Exposing an epidemic
21 June 2004 | by (Portland, Oregon) – See all my reviews

"Supersize Me" is an original, humorous, disgusting, shocking, and -- overall -- scary film. Spurlock takes us on a whirlwind tour of the downfall of American health through poor nutrition, padding a lot of information with anecdotal footage of his own foray into a McDonald's-only diet.

What amuses me about the negative "reviews" for this film at IMDb is how the majority of the naysayers focus on exactly one thing: Spurlock's 30-day McDonalds binge. Heck, you could pick that much out of the trailer, and write a slanted review based solely on the imperfections of that particular plot device as an overall impact study and call it a day. I wouldn't be a bit surprised to find out that's what's happening, either. Certainly, anyone who's watched the political BS pour in to commentary for Michael Moore's documentaries knows how it's done.
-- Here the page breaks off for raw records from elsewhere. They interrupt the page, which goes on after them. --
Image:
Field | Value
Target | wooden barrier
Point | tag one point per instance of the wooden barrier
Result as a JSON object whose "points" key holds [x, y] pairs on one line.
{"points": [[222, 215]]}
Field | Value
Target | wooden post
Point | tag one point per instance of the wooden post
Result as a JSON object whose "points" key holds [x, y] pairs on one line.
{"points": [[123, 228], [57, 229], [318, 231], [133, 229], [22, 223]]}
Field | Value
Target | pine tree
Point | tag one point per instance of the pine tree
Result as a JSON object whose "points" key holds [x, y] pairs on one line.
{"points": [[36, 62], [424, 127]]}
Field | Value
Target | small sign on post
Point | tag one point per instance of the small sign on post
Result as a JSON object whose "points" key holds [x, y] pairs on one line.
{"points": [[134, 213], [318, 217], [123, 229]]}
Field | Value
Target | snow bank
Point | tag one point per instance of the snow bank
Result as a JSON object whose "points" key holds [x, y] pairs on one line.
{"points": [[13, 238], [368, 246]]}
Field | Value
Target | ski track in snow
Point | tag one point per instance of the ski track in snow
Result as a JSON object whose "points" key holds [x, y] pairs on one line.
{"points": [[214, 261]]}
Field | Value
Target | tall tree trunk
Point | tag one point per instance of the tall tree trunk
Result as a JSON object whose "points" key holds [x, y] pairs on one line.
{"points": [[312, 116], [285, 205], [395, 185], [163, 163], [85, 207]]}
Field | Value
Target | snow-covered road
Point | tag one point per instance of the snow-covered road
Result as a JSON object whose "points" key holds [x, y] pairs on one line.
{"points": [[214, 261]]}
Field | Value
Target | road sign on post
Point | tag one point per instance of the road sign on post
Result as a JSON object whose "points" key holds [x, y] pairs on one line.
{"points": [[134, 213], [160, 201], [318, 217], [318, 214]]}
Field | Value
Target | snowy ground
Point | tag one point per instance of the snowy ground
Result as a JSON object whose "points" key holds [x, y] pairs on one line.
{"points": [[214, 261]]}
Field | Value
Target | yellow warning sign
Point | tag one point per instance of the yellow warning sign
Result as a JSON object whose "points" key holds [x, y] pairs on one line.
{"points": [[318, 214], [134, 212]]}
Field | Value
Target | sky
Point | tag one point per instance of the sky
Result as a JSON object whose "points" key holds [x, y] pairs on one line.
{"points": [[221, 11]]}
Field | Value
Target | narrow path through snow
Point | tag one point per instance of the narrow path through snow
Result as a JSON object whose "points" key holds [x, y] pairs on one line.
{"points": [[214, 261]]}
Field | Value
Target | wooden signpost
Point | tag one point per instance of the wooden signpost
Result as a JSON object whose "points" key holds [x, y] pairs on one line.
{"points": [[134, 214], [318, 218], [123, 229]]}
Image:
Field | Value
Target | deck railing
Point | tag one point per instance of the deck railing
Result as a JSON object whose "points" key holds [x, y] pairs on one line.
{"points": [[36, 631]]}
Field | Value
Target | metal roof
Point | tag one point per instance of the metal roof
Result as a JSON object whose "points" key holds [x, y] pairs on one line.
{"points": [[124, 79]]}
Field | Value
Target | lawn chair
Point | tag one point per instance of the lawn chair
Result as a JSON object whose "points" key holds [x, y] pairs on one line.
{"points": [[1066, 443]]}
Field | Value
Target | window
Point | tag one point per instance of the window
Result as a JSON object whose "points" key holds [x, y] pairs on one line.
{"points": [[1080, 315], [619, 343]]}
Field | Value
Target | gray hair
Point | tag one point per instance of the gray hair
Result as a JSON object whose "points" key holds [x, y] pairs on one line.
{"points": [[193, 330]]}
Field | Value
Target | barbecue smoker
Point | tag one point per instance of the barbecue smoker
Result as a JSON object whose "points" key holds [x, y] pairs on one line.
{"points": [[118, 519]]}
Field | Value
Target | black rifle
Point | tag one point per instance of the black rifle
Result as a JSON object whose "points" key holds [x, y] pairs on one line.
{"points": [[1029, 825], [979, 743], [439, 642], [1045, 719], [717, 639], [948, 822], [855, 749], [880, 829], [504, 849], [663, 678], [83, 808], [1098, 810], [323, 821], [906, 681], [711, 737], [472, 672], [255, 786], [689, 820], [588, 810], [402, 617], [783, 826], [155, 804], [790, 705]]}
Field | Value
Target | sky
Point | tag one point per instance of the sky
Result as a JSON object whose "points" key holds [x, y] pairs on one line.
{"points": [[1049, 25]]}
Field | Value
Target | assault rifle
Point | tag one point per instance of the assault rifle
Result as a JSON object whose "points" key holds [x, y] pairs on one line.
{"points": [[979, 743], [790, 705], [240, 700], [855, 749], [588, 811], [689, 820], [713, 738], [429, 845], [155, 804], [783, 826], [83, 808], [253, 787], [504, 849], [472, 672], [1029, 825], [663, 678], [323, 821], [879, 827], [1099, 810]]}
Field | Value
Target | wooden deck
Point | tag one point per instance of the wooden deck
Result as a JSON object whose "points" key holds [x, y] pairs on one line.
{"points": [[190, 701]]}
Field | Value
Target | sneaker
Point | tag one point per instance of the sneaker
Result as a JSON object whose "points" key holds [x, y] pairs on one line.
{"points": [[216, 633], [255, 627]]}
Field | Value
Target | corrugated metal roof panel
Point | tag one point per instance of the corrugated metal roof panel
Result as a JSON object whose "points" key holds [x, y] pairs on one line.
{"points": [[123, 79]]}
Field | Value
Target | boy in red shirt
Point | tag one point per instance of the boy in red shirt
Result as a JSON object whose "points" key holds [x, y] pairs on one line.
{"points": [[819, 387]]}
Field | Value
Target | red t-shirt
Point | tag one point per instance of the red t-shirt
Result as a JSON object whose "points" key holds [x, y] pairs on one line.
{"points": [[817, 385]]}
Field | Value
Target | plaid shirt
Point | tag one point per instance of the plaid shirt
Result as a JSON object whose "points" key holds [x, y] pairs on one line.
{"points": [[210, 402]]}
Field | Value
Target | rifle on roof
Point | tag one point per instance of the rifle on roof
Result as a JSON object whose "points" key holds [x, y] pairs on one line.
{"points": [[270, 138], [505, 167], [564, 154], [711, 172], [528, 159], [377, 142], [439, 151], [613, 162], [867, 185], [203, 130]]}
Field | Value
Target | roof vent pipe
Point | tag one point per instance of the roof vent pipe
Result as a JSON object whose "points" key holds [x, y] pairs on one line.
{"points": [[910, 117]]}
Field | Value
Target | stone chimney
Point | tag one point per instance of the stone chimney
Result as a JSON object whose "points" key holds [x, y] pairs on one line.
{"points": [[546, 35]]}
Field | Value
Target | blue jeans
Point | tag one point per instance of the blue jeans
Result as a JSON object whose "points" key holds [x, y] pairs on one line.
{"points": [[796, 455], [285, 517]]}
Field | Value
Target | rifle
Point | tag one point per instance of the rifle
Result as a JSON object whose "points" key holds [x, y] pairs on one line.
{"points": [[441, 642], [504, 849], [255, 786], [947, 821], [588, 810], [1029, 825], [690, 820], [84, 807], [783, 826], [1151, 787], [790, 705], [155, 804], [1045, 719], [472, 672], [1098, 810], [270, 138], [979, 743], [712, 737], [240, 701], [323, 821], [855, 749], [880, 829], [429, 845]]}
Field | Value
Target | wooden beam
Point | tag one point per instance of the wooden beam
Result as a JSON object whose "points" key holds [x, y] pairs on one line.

However, if you actually take the time to watch the film, you'll see something quite different emerge: a pattern of childhood indoctrination, poor nutrition, inadequate exercise, and skyrocketing obesity rates, that's sweeping this nation like a plague. Spurlock's self-afflicted experiment is, as I've mentioned, a continuity device that unifies the broad range of the film within a single case study. In the total scope of what's addressed in this film, it's a relatively small part, and many decry it as unrealistic.

But Spurlock never claimed it was entirely realistic! He says as much in the film: he ate as much McDonalds in a month as *nutritionists* recommend one eat in 8 years or more. However, the problem is, a lot of Americans are eating as much fast food in a year as he ate in a month. What is the net effect going to be after five years? After 10? Spurlock further restricts himself to an AVERAGE amount of walking exercise, typical for our national population. The problems he exhibits after 3 weeks on this diet are NOT unique, they are the ones that people around the country are exhibiting in spades: weight gain, fatty liver, depression, inactivity.

It cannot be overemphasized that this condition is widespread. Those arguing "personal responsibility" have to answer the question of how it is that suddenly, over the last 30 years, so many people have "chosen" a life of sickness and self-destructive addiction over one of health and common sense. The effect of mass-media indoctrination is an obvious factor, and the film addresses it well. Spurlock also takes us behind the scenes at school lunchrooms and gymnasiums around the country, where we find out a little bit of what's been happening to the kids of America. Is the "french fry" truly the only vegetable we can afford to serve to school kids, aside from the dubious catsup? How children could be expected to show "personal responsibility" above and beyond that exhibited by their likely-obese parents in such an environment of brand franchising, 2nd-rate meal "programs", and cutbacks in PE/recess time is a matter that I invite all fast-food apologists at IMDb to explore.

For pure entertainment value, I have to deduct points for an uneven pace (especially near the end) and insufficient exposition from some of the people in the film. Still, "Supersize Me" stands as an indictment of the prepackaged food industry, its marketing hype, and its congressional lobbyists. It also serves as a warning to Americans trapped in demanding low-activity jobs which leave little time for lunch or exercise: don't eat the fries!